Single points of entry
Yet with the ACX100, TI has finds a way around the interoperability dilemma.
By using TI’s PBCC technology, the chip enables users to increase not
only their throughput but also their coverage area, eliminating the need
to purchase more than one access point or gateway to cover their entire
home.
TI’s Hogan explained further:
In the fall of 1999, the IEEE ratified the first modulation scheme—
known as complementary code keying (CCK)—that brought transmission
rates to 11 Mbps. But despite the promises, only when the data moves closer
to the access points does the transmission rate approach 11 Mbps. At all
points in between, a bell curve occurs slowing the data to as slow as
2 Mbps.
“In any given environment, the noise makes it impossible to get the full
11 megabits,” Hogan said.
But using TI’s PBCC coding algorithm—which has been officially ratified
by IEEE as an alternative to CCK—TI has been able to double the data
rates while remaining backward compatible with CCK. In fact, the company
recently filed with the FCC to certify PBCC for use at the 22 Mbps rate.

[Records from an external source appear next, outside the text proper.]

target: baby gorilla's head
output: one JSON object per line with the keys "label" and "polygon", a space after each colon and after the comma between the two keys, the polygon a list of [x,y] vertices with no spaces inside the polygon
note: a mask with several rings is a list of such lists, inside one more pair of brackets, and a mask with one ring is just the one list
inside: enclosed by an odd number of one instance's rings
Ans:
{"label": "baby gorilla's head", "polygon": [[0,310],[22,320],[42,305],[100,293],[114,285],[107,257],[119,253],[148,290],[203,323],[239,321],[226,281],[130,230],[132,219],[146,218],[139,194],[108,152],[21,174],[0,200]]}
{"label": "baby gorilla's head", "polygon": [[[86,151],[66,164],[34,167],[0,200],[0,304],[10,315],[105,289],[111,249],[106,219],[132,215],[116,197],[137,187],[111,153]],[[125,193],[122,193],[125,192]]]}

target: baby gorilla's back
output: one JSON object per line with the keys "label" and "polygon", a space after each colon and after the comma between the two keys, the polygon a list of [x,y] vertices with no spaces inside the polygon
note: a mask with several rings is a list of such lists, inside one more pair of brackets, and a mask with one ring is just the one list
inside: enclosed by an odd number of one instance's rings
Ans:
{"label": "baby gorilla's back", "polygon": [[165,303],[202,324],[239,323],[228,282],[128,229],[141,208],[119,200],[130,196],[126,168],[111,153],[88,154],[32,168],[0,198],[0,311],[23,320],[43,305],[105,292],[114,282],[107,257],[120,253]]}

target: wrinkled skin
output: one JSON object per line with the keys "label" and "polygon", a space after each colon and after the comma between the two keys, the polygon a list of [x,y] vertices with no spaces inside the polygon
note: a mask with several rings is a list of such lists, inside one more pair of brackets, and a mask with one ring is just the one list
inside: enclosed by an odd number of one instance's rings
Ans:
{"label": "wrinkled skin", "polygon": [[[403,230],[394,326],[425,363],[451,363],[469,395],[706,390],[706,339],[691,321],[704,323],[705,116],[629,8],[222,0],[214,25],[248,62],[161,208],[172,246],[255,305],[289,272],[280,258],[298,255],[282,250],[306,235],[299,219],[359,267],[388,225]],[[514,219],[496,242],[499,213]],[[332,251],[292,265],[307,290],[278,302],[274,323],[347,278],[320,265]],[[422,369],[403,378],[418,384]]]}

By increasing the throughput, TI has extracted a 30-percent line-of-sight
improvement, which translates to a 70 percent wider coverage area.
“We’ve given the customer choice where before they had none,” Hogan explained.
“Consumers will now be able to easily experience broadband Internet sharing
through a single access point, which has not been always the case today,”
said Allen Nogee, senior analyst at Cahners In-Stat Group. In addition,
the sub $80 retail price for better performing PC cards will help with
broad acceptance, the analyst added.
TI said that ACX100-based reference designs
will be available immediately. Production shipments of customers’ systems
based upon the ACX100 are expected by the fourth quarter.